If Freedland is deliberately not talking about Nord Stream because it undermines his effort to blame Russia for Kakhovka, then he is a propagandist, not a journalist. But even if that is the case, it does not necessarily follow that Freedland is operating as a conscious conspirator serving state interests.

Consider, after all, that last week Noam Chomsky was interviewed by Piers Morgan, who openly declared that Chomsky ‘is in my view one of the great minds of our generation’. Morgan even said to Chomsky:

‘I find it hard to believe you haven’t found the answer to everything, given how massive your brain is…’

The interview was notable for the extreme level of respect shown by Morgan, who was clearly in awe of Chomsky’s integrity and depth of knowledge. And yet, in February, the same Piers Morgan wrote:

‘Take Pink Floyd rock star Roger Waters, who inexplicably addressed the UN Security Council this week to condemn the “provocateurs in the strongest possible terms.”

‘He wasn’t talking about Vladimir Putin and his genocidal barbarians – he was talking about those who had supposedly “provoked” Putin into illegally invading a sovereign democratic country and slaughtering tens of thousands of innocent people… But what a fading nutty old musical has-been says about this war is of trivial irrelevance, moronic though Waters is.’

Morgan added:

‘The West cannot afford to let Putin win this war.
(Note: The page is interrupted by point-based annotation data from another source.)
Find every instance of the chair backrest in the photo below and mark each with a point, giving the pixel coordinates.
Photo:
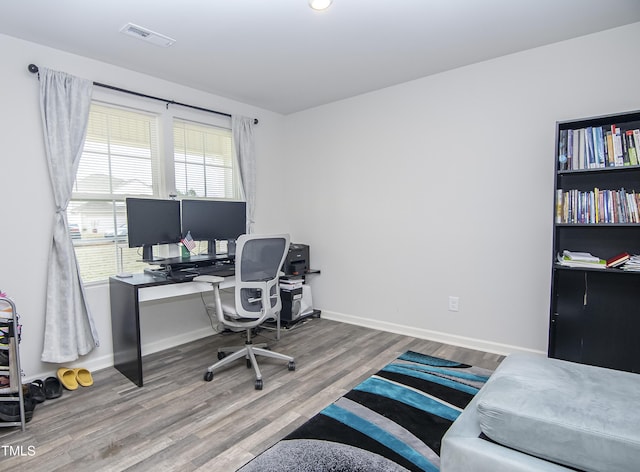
(259, 258)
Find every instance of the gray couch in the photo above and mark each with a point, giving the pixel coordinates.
(543, 414)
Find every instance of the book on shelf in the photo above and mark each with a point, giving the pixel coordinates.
(597, 206)
(596, 147)
(631, 148)
(618, 259)
(632, 264)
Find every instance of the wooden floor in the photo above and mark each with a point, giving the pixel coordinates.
(177, 421)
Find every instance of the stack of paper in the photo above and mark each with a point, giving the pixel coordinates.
(633, 264)
(581, 259)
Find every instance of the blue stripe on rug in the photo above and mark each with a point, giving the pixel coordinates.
(450, 373)
(378, 434)
(387, 389)
(429, 360)
(431, 378)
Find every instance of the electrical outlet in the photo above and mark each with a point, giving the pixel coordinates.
(454, 303)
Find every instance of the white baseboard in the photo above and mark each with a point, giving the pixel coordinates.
(96, 363)
(461, 341)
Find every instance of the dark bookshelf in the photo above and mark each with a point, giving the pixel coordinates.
(595, 313)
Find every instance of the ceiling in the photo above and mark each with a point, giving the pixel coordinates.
(282, 56)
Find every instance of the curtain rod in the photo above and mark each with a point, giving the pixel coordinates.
(34, 70)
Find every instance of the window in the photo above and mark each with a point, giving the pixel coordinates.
(204, 161)
(121, 158)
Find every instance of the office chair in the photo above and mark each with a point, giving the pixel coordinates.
(254, 299)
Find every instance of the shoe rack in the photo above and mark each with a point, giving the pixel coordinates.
(9, 343)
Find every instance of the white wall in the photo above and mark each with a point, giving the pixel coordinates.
(27, 202)
(441, 186)
(444, 185)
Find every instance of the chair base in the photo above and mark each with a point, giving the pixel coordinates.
(249, 351)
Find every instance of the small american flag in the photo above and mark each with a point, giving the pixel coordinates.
(188, 241)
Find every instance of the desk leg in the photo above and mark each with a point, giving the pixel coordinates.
(125, 330)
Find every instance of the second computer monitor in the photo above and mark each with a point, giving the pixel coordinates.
(211, 220)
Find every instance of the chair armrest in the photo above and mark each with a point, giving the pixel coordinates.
(212, 279)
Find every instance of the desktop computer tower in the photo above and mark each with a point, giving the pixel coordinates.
(296, 303)
(296, 261)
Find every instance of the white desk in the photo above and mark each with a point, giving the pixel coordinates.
(158, 292)
(126, 294)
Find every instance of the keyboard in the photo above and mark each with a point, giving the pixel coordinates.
(220, 271)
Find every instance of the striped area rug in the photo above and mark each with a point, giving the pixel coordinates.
(393, 421)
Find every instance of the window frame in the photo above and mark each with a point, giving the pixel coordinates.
(164, 177)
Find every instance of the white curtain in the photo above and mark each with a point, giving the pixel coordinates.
(64, 105)
(242, 130)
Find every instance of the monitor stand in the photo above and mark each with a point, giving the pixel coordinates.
(231, 247)
(147, 254)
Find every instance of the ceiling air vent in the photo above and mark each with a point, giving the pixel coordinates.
(147, 35)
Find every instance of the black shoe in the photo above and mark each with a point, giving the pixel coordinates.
(10, 411)
(36, 391)
(52, 388)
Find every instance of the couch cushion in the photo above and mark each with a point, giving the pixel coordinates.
(581, 416)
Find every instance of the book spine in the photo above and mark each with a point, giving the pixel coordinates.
(633, 158)
(611, 155)
(562, 150)
(598, 141)
(617, 145)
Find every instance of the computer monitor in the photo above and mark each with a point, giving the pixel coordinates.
(211, 220)
(152, 221)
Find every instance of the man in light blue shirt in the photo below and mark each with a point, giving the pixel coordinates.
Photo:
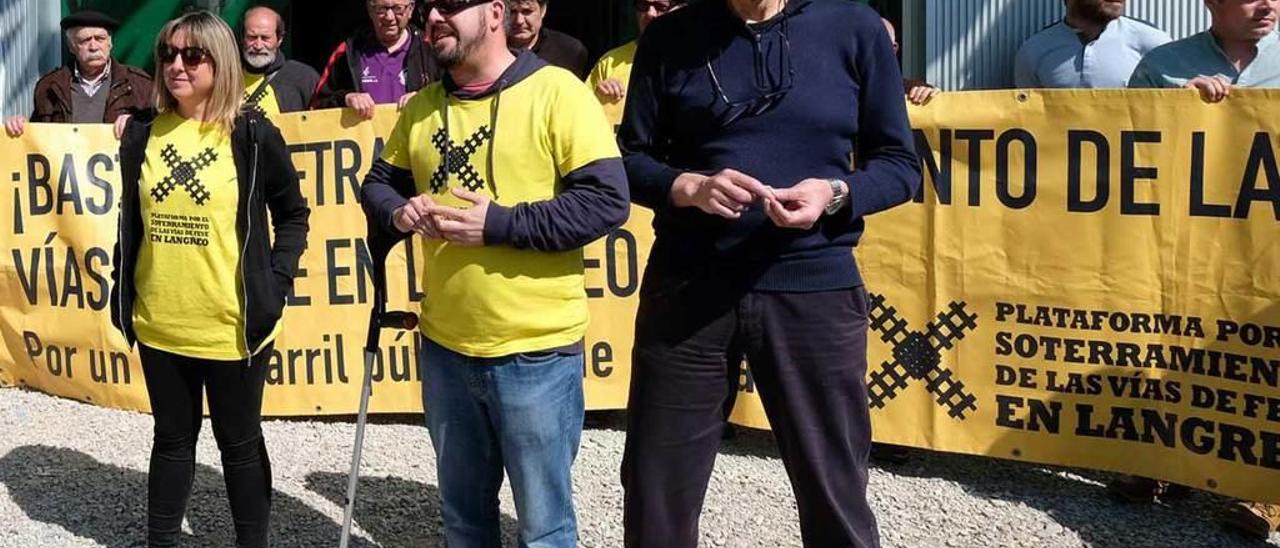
(1093, 46)
(1240, 49)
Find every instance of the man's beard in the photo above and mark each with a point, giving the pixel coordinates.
(260, 59)
(461, 51)
(1097, 13)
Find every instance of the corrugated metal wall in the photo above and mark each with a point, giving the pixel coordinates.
(970, 44)
(28, 48)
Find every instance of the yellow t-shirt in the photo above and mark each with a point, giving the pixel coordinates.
(261, 99)
(188, 293)
(615, 64)
(497, 300)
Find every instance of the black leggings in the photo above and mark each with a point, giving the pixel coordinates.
(174, 386)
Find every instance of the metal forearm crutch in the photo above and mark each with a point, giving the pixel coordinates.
(379, 243)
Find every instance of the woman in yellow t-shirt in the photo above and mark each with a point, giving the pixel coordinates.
(200, 284)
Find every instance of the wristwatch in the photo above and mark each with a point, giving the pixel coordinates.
(839, 196)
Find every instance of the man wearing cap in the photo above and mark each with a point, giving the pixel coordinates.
(272, 82)
(612, 72)
(92, 90)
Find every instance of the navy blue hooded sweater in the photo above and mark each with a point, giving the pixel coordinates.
(842, 105)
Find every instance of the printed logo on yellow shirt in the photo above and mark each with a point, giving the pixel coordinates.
(457, 159)
(259, 95)
(183, 173)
‘If we do, he will inevitably invade other countries to continue his plan to restore the former Soviet Union he believes should never have been broken up.’

His solution:

‘To borrow Churchill’s words, for Ukraine to succeed, we must do what is necessary.

‘Right now, that means giving them fighter jets, and lots of them.’

This is exactly the kind of mindless, World War Three-friendly twaddle that has been endlessly debunked by ‘one of the greatest minds of our generation’ – the linguist with the ‘massive’ brain.

Something doesn’t add up. How can Morgan be so impressed by Chomsky’s ability to find ‘the answer to everything’ and yet remain completely blind to his answers on the Ukraine conflict? US author Upton Sinclair said it best:

‘It is difficult to get a man to understand something, when his salary depends upon his not understanding it.’ (Sinclair, ‘I, Candidate for Governor, and How I Got Licked,’ Oakland Tribune, 11 December 1934)

On some level, Morgan knows that if he spoke out like Chomsky, he would go the same way as Chomsky, Hersh, Assange and others. He would no longer have prime-time access to millions of viewers – the salary, exalted guests, champagne dinner parties, awards and plaudits would all dry up. As Chomsky has written:

‘Fame, Fortune and Respect await those who reveal the crimes of official enemies; those who undertake the vastly more important task of raising a mirror to their own societies can expect quite different treatment. George Orwell is famous for Animal Farm and 1984, which focus on the official enemy. Had he addressed the more interesting and significant question of thought control in relatively free and democratic societies, it would not have been appreciated, and instead of wide acclaim, he would have faced silent dismissal or obloquy.’ (Noam Chomsky, ‘Deterring Democracy’, Hill and Wang, 1992, p.372)

An interesting conclusion emerges out of the mess – political views are often not impacted by hard fact and rational argument. As long as we continue to believe that personal fulfilment can be found in Fame, Fortune and Respect, we will remain slaves to our egos, and to the state-corporate organisations that indulge them.